The jewels, which were likely locked away in Clark's bank vault for more than seven decades, will go on auction at Christie's New York on April 17. Before her self-imposed seclusion in 1930, Clark was pictured wearing several of the pieces, including two diamond bracelets just after signing divorce papers in Reno, Nev., following the breakdown of her two-year marriage. The beneficiary of a copper-mining fortune, Clark never had children, and spent the last two decades of her life in a hospital room.
"To have this collection of jewels from the gilded age is going to be fabulous at auction. It's one of the best periods of jewelry manufacturing," said Rahul Kadakia, head of jewelry for Christie's, on TODAY.

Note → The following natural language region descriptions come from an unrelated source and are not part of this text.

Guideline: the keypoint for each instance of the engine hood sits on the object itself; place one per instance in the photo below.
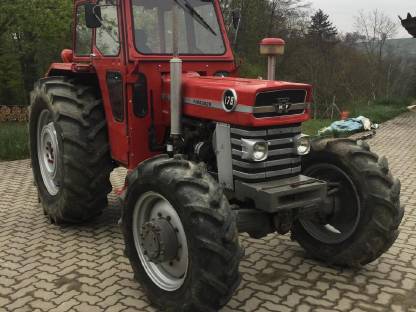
(236, 100)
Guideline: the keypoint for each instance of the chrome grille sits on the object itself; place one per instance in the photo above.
(280, 103)
(282, 162)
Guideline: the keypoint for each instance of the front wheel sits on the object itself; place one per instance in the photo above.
(361, 217)
(180, 236)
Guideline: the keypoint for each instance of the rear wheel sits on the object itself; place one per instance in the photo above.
(69, 149)
(181, 236)
(360, 221)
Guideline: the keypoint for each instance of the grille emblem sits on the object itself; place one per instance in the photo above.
(282, 106)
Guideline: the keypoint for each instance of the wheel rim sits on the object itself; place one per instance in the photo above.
(341, 221)
(171, 274)
(48, 152)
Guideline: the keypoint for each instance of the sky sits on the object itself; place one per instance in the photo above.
(342, 12)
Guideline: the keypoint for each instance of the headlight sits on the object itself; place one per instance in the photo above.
(256, 150)
(303, 144)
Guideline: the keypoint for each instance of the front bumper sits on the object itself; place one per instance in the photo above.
(299, 192)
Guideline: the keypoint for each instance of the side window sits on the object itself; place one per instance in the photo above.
(107, 36)
(83, 36)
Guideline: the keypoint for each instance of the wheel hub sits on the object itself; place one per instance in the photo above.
(48, 153)
(159, 241)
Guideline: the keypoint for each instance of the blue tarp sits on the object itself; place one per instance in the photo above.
(347, 127)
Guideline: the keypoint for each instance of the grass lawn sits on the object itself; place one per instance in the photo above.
(13, 141)
(377, 112)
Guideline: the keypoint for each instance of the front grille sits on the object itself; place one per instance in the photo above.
(282, 162)
(280, 103)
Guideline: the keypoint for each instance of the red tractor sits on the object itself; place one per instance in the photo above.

The priciest item that Christie’s will auction is a rare pink cushion-cut 9-carat diamond ring valued between $6 and $8 million. Christie’s believes that it may have been passed down to Clark by her mother, Anna.
Another rectangular-cut colorless diamond ring of more than 19 carats is estimated to be worth between $2 and $3 million. A 1925 art deco emerald and diamond bracelet by Cartier is valued at $50,000 to $70,000.
Clark’s multi-gem Cartier bracelet features 10 dangling ornaments, including an elephant, two lovers on a bench, and an angel. It's valued between $20,000 and $30,000.
Historians are no doubt hoping that next month's auction will give the public a peek into Clark’s vast personal estate and maybe even yield some clues as to why she disappeared from society before she reached the age of 30.
Clark's jewels are not her only possessions that are up for sale: Three Manhattan apartments are on the market for around $55 million. Her estate is now the subject of a bitter battle between her family and her nurse, attorney and accountant, who were given much of her inheritance in a second version of her will.
Rachel Elbaum is a London-based writer whose own collection of jewelry is worth somewhat less than Huguette's Clark's.